STILL overfitting image classification for CheXpert dataset

Hi there,
I try to classify images from CheXpert dataset on only one of the observations (Alectasis) and a 2 class classification problem (1 true, 0 false).
I preprocess the images by resizing them to 224x224 and normalizing them. I used 30,000 pictures for training (10% validation) and 7,500 test images.
As a model I am using a pretrained ResNet34 on ImageNet.
When running the model it is overfitting: training loss decreases to 0.043 wheareas the validation loss rises to 2.199 which leads to a test accuracy of 55.56%.
I tried following attempts to prevent the overfitting:

#Attempt 1: I used a classifier with dropout layers
> Validation loss decreased in the beginning but after 6 epochs it was rising again

#Attempt 2: I added dropout layers in the whole model
> Validation loss decreased in the beginning but model converged very slowly. After some epochs, validation loss increased and model also converged faster

#Attempt 3: I froze all nonlinear layers and fitted the model only on the last linear layer
> Network did not seem to converge at all, not even after 50 epochs

Making the classification task a binary classification task also changed nothing.

class ResNet(FitModule):
    def __init__(self, num_classes=2):
        super(ResNet, self).__init__()
        self.net = torchvision.models.resnet34(pretrained=True)
        # Change classifier
        kernel_count = self.net.fc.in_features
        self.net.fc = nn.Sequential(nn.Linear(kernel_count, 500), nn.Linear(500, num_classes))
        self.dropout = nn.Dropout(p=0.5)
        # Attempt 1: use classifier with dropout layers
        '''
        self.net.fc = nn.Sequential(
            nn.BatchNorm1d(kernel_count),
            nn.Dropout(p=0.5),
            nn.Linear(in_features=kernel_count, out_features=500),
            nn.ReLU(),
            nn.BatchNorm1d(500),
            nn.Dropout(p=0.5),
            nn.Linear(in_features=500, out_features=num_classes))
        '''


    def freeze_nonlinear_layers(self):
        self._freeze_layer(self.net.conv1)
        self._freeze_layer(self.net.bn1)
        self._freeze_layer(self.net.relu)
        self._freeze_layer(self.net.maxpool)
        self._freeze_layer(self.net.layer1)
        self._freeze_layer(self.net.layer2)
        self._freeze_layer(self.net.layer3)
        self._freeze_layer(self.net.layer4)
        self._freeze_layer(self.net.avgpool)

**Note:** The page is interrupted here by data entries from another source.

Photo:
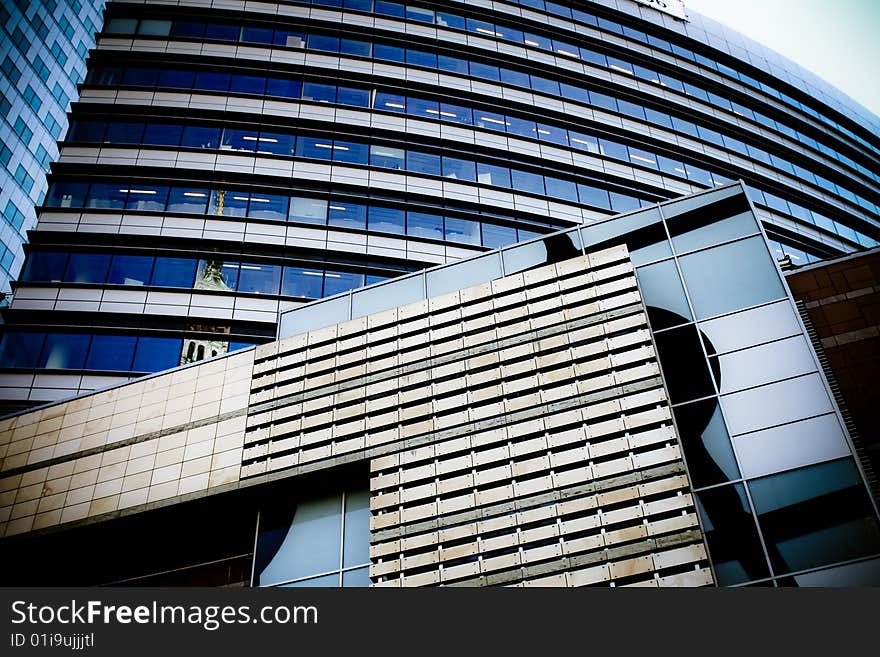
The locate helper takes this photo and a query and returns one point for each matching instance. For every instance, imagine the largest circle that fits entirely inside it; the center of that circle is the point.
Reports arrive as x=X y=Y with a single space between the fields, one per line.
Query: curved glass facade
x=224 y=166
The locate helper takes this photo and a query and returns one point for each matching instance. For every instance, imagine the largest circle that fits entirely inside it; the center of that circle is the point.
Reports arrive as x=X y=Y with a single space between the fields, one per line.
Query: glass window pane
x=663 y=295
x=64 y=351
x=259 y=279
x=731 y=535
x=147 y=197
x=463 y=231
x=20 y=349
x=815 y=516
x=310 y=545
x=174 y=272
x=684 y=365
x=386 y=220
x=384 y=156
x=706 y=443
x=228 y=203
x=87 y=268
x=162 y=134
x=106 y=196
x=183 y=199
x=200 y=137
x=157 y=354
x=111 y=352
x=336 y=282
x=731 y=277
x=130 y=270
x=422 y=224
x=299 y=282
x=44 y=267
x=268 y=206
x=308 y=210
x=276 y=143
x=66 y=195
x=495 y=236
x=124 y=132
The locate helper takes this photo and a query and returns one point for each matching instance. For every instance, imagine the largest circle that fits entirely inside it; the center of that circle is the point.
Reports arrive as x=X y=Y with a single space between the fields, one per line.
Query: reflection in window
x=706 y=443
x=815 y=516
x=323 y=542
x=731 y=535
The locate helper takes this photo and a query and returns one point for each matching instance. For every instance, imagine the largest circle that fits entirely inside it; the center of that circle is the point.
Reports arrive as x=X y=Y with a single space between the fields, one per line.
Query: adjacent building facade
x=634 y=402
x=229 y=161
x=43 y=50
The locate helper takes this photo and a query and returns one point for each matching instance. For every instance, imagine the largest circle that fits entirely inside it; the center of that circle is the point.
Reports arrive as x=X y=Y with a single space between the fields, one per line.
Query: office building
x=43 y=53
x=633 y=402
x=230 y=161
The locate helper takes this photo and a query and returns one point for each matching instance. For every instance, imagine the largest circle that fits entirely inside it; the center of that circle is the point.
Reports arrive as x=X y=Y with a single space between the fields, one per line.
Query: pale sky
x=839 y=40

    def _freeze_layer(self, layer, freeze=True):
        if freeze:                              
            for p in layer.parameters():
                p.requires_grad = False
        else:                                   
            for p in layer.parameters():
                p.requires_grad = True

    def forward(self, inputs):
        # Attempt 2: build whole network with dropout layers
        '''
        out = self.net.conv1(inputs)
        out = self.net.bn1(out)
        out = self.net.relu(out)
        out = self.net.maxpool(out)
        out = self.dropout(out)
        out = self.net.layer1(out)
        out = self.dropout(out)
        out = self.net.layer2(out)
        out = self.dropout(out)
        out = self.net.layer3(out)
        out = self.dropout(out)
        out = self.net.layer4(out)
        out = self.dropout(out)
        out = self.net.avgpool(out)
        out = out.view(out.size(0), -1)
        out = self.net.fc(out)
        '''
        # Attempt 3: freeze nonlinear layers and only train last linear layer
        '''
        self.freeze_nonlinear_layers
        '''
        return out/self.net(inputs) # attempt 2/attempt 1,3

To sum things up: Either the network does not converge or the validation loss rises and the test accuracy is poor.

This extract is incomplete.